今年我正好去美國四十年,1985年走,今年2025年,四十年整。這四十年,我親眼目睹了中美關系的變化。特朗普第二任期上臺以后,很多人都在觀察他跟第一任期有什么不一樣,我自己感覺,非常不一樣。最近我寫了一篇文章,題目叫《“新冷戰”的興衰》。第一任期他發起了“新冷戰”,第二任期“新冷戰”似乎銷聲匿跡,對中國的意識形態、地緣政治挑戰幾乎聽不到,全集中在做“交易”、做貿易。所以最近對特朗普第二任期的中美關系,有很多不同說法。

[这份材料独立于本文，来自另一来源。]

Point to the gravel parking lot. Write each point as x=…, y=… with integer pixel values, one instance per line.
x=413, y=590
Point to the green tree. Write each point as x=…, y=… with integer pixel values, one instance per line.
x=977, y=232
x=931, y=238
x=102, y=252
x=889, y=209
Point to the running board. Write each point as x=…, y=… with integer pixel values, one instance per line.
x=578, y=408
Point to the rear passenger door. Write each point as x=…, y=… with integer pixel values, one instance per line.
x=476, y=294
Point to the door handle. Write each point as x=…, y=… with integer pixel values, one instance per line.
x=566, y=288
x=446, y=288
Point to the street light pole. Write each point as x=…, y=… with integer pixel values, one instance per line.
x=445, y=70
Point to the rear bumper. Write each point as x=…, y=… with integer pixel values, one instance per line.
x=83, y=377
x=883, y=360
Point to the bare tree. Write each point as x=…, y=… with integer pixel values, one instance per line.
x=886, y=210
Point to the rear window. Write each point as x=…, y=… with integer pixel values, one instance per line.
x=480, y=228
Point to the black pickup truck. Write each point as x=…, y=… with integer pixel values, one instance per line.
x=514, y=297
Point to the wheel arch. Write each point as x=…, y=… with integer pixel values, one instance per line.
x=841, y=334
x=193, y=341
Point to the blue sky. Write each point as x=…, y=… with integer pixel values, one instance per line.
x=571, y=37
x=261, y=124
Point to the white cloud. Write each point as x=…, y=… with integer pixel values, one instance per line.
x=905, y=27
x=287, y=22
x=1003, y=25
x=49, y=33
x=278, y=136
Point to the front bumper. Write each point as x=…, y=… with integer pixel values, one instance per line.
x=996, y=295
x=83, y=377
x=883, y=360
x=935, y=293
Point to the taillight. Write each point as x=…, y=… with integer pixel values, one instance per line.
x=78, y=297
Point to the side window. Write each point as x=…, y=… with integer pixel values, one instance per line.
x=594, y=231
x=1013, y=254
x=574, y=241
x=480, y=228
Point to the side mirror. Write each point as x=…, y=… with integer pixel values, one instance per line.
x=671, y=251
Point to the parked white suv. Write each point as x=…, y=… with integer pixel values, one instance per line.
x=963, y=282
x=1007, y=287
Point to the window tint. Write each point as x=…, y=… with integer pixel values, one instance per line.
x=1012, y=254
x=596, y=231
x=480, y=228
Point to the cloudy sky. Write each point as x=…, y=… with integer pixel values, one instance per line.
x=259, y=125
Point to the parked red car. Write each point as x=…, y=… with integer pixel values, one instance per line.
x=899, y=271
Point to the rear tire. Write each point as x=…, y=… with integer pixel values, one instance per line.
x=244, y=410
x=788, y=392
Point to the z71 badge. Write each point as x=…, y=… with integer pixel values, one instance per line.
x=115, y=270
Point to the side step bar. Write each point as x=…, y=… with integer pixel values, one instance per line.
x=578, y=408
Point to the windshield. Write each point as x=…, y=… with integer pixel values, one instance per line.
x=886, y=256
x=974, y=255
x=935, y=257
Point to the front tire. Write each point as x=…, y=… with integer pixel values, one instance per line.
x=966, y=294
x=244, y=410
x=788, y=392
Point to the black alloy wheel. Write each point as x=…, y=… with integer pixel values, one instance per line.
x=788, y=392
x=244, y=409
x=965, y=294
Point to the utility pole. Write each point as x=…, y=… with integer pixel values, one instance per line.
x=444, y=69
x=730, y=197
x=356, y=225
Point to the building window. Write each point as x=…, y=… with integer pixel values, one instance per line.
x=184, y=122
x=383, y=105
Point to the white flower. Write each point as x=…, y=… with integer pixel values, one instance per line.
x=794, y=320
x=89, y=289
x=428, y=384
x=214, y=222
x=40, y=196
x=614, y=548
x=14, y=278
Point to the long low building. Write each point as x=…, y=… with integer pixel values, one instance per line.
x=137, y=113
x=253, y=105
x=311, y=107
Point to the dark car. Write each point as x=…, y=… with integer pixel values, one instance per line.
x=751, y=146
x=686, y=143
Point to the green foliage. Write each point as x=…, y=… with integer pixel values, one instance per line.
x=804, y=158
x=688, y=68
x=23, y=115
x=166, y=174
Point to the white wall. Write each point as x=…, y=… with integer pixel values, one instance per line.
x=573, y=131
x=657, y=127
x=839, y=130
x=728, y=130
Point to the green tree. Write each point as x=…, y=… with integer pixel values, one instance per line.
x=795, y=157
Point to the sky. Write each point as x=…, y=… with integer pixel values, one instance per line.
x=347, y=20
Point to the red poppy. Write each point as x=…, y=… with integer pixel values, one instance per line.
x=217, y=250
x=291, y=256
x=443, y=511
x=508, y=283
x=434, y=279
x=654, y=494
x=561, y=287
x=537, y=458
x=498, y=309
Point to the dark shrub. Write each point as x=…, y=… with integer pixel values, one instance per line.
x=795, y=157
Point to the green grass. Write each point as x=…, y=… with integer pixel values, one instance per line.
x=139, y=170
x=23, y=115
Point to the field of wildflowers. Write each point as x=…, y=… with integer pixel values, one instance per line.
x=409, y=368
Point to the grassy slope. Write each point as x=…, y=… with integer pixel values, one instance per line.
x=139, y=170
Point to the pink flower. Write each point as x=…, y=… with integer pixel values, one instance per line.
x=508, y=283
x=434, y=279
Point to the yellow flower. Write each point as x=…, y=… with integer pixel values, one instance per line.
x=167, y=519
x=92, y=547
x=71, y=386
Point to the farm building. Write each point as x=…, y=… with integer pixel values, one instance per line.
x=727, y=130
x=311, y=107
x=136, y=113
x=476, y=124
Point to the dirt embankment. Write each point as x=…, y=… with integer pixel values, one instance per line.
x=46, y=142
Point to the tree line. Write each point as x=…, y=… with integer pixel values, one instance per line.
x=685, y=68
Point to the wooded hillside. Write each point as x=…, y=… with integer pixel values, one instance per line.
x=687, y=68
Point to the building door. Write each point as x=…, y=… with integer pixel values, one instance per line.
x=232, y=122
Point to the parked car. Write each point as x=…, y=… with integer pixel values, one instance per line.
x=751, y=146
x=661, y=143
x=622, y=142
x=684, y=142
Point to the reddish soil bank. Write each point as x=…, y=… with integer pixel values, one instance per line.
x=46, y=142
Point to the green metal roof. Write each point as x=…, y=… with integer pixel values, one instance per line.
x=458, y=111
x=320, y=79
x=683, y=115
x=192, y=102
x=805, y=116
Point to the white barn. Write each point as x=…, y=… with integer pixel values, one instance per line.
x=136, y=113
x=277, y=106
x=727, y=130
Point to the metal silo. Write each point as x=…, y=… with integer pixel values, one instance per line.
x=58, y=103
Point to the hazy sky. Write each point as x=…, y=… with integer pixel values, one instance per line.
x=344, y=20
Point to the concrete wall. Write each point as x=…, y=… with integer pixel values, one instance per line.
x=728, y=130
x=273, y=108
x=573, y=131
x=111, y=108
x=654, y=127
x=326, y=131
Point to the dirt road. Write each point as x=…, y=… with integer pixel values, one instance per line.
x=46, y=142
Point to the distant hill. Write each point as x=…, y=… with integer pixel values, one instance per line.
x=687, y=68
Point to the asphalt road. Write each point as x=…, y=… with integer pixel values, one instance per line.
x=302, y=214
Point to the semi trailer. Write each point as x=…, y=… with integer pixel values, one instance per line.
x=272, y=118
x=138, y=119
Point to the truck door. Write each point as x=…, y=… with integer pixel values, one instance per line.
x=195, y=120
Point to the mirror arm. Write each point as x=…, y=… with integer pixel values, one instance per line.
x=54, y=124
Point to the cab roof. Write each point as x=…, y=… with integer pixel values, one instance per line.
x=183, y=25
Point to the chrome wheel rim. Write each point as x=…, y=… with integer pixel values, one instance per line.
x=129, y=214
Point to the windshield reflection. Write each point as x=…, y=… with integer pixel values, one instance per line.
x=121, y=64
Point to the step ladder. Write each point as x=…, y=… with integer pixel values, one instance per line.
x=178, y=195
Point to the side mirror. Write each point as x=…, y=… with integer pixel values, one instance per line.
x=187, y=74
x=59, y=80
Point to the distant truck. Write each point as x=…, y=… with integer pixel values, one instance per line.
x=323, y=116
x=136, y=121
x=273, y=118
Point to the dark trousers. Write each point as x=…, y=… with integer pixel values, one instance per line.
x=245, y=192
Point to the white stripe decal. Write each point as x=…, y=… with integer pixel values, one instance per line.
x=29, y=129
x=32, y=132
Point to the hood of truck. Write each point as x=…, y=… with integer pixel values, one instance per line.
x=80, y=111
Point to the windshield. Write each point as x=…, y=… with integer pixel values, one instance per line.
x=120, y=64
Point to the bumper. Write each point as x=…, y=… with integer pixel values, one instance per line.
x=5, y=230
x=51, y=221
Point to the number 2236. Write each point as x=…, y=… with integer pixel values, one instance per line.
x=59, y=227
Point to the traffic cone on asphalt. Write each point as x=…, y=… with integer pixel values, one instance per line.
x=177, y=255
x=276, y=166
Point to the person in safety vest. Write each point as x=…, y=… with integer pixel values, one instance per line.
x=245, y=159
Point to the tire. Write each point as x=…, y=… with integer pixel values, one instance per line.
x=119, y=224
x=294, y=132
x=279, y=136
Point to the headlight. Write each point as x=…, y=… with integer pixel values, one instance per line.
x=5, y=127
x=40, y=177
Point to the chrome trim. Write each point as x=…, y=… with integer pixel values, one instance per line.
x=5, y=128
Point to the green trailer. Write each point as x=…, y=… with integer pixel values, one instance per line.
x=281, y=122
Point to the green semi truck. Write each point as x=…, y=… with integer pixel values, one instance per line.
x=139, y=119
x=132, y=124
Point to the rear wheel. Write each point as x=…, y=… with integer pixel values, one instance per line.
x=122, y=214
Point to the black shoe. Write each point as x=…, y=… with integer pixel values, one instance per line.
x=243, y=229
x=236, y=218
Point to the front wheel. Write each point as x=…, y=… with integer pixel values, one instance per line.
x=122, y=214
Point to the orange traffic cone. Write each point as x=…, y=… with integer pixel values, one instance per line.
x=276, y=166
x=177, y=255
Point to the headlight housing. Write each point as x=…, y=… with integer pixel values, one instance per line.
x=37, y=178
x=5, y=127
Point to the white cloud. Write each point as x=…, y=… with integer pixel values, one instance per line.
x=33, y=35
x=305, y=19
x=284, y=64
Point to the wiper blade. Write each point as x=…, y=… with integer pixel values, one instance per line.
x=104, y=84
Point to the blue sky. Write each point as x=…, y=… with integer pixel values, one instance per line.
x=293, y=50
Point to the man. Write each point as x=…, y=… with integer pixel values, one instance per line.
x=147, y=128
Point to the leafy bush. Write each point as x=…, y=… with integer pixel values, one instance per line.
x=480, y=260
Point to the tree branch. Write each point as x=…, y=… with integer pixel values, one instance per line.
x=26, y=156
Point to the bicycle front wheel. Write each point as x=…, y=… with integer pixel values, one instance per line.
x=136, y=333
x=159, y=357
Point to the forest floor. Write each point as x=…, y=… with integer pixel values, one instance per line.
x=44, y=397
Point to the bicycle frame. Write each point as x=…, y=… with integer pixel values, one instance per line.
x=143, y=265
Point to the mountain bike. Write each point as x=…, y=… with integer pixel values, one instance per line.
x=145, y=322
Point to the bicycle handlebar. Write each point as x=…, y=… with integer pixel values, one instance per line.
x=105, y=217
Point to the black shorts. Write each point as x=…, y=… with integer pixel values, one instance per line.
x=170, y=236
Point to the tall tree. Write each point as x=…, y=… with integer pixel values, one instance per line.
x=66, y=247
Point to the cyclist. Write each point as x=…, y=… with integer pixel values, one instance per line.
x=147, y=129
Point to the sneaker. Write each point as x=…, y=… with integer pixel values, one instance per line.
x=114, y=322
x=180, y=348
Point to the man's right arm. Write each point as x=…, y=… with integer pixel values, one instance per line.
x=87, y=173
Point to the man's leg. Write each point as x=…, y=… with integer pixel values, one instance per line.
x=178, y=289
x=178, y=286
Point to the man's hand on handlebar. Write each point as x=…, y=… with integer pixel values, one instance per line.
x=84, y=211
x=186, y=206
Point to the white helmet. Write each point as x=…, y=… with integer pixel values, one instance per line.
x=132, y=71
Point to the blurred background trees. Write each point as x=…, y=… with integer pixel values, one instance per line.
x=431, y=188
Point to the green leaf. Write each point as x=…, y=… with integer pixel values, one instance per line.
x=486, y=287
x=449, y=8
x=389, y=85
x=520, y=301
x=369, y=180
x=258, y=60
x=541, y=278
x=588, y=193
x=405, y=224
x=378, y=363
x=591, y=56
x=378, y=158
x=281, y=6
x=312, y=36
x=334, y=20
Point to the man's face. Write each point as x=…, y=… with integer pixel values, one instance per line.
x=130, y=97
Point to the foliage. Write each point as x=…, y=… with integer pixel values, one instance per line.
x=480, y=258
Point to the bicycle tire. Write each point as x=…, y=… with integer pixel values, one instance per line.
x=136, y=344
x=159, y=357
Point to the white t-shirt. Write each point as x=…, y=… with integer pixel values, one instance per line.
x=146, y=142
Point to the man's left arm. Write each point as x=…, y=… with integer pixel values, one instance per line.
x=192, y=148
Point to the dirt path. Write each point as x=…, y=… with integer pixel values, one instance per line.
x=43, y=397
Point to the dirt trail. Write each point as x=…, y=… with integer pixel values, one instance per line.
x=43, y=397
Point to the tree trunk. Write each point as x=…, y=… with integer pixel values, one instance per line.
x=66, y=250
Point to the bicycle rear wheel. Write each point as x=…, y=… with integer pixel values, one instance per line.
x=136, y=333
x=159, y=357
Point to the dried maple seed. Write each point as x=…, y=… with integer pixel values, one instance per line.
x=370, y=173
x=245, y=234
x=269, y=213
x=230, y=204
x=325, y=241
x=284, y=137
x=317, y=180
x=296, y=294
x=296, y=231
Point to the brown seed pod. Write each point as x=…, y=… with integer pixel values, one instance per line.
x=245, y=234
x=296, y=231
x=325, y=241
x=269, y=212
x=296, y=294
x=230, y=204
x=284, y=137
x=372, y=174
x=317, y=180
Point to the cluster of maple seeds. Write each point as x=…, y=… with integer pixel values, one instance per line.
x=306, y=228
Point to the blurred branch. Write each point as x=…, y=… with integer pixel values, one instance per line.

哈佛大學的格雷厄姆·艾利森(Graham Allison)在特朗普第二任期第一個月打賭,說到第二年1月份,中美關系會出現“令人吃驚的改善”,理由是兩國領導人相互尊重,所以關系會穩固。歐亞集團的伊恩·布雷默(Ian Bremmer)認為不可能,他的觀點是結構現實主義,中美兩個大國結構性矛盾不可調和,不管領導人怎樣,都沒辦法克服。美國國務卿魯比奧(Marco Rubio)接受福克斯新聞采訪時被問怎么看中美關系,他想了想,用了一個詞——“戰略穩定”(Strategic Stability)。我的理解,這就是進入一個僵局(Stalemate),誰也打不垮誰,雙方都在探尋下一步怎么做。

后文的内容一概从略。